Conservationists and off-road cycling advocates have been butting heads over the prospect of building mountain bike facilities in Beare Road Landfill Park.
Kevin O’Connor is the president of Friends of the Rouge Watershed (FRW), an organization concerned with conservation in and beyond the Rouge River bioregion. He and others oppose mountain biking in the park because they believe it will harm the park’s natural environment.
“If we’re planting a lot of trees and wildflowers and there’s a lot of terrain of various heights, you’re going to rip the heck out of that,” O’Connor said. “Besides which, don’t forget it’s kind of a layer cake and so if you start cutting through that, then you get erosion, that’ll expose a lot of the garbage in the landfill.”
Both sides weighed in at a public meeting, held by the city of Toronto on Oct.11. The city also prompted community members for other elements of their visions for the 80-hectare site, adjacent to the proposed Rouge National Park. City contractors are working on a master plan for the property, which has been mostly unused since the landfill closed in 1988 and since plans for a downhill ski facility fell through in the ‘90s.
Former Ontario representative of the International Mountain Bike Association (IMBA), Jason Murray, learned to mountain bike in and around Rouge Park. He wants to see the city approach development with an eye towards balancing ecological and recreational opportunities.
“The major concerns about erosion – and this comes up everywhere that we build trails – usually come from poor or no trail design,” Murray said. He explained that building a trail with a “bench-cut design,” which follows the contours of the hill, would circumvent erosion problems.
If you build it properly, you maintain it and you make it an authorized use, you can manage it.
— Jason Murray
General manager and FRW co-founder, Jim Robb said that he worries about mountain biking in Beare Road Park based on his past experience with off-road cyclists and because the park is a habitat for three defined species at risk.
“I think it’d be necessary to demonstrate that there was a net benefit to the overall park and that mountain bikers were not ripping up the trails that they’re not supposed to be on, because right now there still is a lot of illegal mountain biking in the park.”
Murray believes that offering legal options for mountain bikers in the park and involving local mounting biking clubs would curtail illicit cycling.

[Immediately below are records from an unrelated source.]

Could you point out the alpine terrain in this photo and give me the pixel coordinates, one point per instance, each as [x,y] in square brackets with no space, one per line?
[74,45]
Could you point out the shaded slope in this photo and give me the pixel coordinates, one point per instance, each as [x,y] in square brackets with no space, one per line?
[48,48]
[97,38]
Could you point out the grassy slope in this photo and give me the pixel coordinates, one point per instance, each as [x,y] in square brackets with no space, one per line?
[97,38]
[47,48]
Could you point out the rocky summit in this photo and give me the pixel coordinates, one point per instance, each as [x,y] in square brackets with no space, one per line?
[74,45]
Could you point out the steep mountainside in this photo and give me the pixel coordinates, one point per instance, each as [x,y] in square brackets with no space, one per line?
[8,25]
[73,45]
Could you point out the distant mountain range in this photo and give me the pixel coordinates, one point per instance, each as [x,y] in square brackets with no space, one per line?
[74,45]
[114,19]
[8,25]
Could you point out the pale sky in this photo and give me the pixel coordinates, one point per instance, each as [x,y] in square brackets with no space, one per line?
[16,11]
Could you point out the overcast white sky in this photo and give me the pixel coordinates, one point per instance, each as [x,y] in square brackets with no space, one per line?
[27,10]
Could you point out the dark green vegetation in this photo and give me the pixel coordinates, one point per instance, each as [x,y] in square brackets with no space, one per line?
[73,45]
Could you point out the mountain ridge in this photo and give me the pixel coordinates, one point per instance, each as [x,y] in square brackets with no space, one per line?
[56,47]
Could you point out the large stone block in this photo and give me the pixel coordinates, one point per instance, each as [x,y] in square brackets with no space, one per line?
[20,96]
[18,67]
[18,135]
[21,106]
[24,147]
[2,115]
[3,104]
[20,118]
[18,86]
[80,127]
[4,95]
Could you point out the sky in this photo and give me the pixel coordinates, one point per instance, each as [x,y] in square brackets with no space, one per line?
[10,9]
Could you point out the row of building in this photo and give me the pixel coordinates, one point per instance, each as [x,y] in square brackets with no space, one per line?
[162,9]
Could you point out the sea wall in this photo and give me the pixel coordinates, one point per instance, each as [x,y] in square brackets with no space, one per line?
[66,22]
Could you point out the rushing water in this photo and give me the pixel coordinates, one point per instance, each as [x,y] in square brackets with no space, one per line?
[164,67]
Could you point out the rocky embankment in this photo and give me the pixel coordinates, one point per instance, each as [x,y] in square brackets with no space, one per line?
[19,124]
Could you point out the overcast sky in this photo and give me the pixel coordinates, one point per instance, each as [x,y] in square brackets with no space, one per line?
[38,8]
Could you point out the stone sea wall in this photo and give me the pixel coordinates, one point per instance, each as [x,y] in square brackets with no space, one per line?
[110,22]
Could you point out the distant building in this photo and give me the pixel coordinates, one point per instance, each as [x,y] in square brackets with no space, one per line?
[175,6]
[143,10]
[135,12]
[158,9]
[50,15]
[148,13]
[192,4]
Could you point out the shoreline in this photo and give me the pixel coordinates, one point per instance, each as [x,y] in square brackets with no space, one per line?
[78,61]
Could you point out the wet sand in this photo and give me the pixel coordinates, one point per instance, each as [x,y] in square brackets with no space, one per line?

“Well, if you build it properly, you maintain it and you make it an authorized use, you can manage it,” he said.
Robb said any development on the site must be subordinate to a focus on ecology.
“We’ve taken so much. This is a 20-year pile of probably eight to nine billion kilograms of waste,” he said. “So we’ve already extracted our pound of flesh from Mother Nature on this site, let’s make sure that for the next little while we give her back and say, ‘nature first.’”

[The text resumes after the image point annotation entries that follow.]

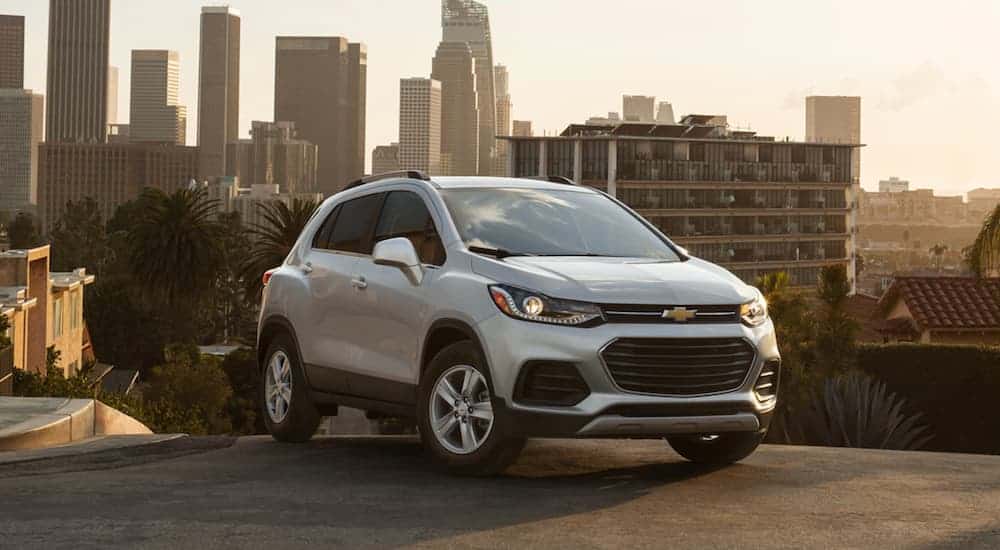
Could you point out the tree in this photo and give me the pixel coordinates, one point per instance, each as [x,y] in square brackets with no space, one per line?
[984,255]
[274,239]
[174,257]
[22,232]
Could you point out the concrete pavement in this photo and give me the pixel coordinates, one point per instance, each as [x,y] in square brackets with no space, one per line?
[380,492]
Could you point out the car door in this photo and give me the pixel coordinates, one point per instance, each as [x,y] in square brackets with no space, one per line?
[330,340]
[394,310]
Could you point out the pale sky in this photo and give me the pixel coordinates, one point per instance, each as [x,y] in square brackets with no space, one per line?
[927,71]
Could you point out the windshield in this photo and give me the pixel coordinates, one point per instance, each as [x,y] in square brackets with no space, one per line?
[551,223]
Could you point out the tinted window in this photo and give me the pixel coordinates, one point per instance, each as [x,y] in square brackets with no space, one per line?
[352,228]
[406,215]
[552,223]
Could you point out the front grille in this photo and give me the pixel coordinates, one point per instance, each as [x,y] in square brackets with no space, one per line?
[679,366]
[650,314]
[550,383]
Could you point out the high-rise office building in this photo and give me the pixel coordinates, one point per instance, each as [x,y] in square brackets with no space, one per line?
[274,156]
[522,128]
[112,95]
[455,68]
[111,174]
[79,40]
[420,124]
[665,113]
[638,108]
[834,119]
[218,87]
[320,84]
[468,21]
[21,114]
[504,107]
[385,159]
[11,51]
[156,114]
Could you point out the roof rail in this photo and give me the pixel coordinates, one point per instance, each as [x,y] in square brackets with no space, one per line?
[410,174]
[554,179]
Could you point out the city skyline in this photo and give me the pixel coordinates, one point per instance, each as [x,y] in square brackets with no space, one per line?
[931,78]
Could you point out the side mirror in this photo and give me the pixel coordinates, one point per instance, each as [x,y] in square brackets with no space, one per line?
[399,253]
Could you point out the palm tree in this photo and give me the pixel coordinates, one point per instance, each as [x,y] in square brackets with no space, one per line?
[984,255]
[273,240]
[173,247]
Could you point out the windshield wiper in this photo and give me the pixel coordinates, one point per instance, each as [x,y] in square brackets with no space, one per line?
[498,253]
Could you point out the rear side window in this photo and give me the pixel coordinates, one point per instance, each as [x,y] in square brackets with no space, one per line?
[352,225]
[405,215]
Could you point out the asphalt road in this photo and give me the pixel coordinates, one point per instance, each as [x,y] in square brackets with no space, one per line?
[379,492]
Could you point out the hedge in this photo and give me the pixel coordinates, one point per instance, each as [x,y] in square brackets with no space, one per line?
[957,388]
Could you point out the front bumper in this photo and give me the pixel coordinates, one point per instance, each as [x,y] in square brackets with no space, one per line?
[609,411]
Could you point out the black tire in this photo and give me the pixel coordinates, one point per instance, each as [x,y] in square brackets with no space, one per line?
[717,450]
[302,418]
[498,451]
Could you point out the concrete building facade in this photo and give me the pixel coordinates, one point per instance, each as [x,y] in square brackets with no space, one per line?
[155,112]
[420,132]
[320,84]
[274,156]
[78,71]
[21,128]
[454,67]
[11,51]
[110,174]
[218,86]
[468,21]
[744,201]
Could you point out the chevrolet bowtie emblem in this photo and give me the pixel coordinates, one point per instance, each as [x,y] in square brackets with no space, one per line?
[680,314]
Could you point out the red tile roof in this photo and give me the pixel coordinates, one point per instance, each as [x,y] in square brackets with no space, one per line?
[949,302]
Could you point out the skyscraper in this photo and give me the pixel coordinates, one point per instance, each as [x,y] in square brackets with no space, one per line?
[455,68]
[11,51]
[156,114]
[468,21]
[638,108]
[504,106]
[218,87]
[420,124]
[79,38]
[320,84]
[20,132]
[835,119]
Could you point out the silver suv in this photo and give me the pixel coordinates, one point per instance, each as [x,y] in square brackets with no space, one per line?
[496,309]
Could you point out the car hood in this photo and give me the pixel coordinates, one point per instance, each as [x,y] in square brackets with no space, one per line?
[619,280]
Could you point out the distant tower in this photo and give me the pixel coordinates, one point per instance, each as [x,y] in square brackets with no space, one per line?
[218,87]
[420,124]
[79,39]
[469,21]
[455,68]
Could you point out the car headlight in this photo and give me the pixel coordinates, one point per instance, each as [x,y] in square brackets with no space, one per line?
[754,313]
[532,306]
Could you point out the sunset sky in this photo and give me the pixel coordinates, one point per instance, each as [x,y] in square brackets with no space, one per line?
[927,72]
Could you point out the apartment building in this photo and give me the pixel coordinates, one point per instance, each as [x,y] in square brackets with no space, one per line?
[44,309]
[747,202]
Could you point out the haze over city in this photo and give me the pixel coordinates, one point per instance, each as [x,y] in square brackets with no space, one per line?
[929,95]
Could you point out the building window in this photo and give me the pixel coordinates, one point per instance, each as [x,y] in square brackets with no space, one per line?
[57,318]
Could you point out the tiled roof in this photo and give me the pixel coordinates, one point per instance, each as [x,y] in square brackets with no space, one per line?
[949,302]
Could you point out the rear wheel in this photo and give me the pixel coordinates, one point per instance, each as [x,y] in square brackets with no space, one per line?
[717,449]
[288,410]
[457,421]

Murray feels cyclists are being kept out of the dialogue surrounding Beare Road Park.
“We know how to do this in a way that preserves ecology, is environmentally less impactful, that can keep us away from the species at risk that everyone is concerned about,” he said. “It’s not just IMBA, you have a lot of local knowledge, right here already, that is chomping at the bit to help out. We just have to be allowed to the table, someone has to shake our hand and we’ll be off to the races.”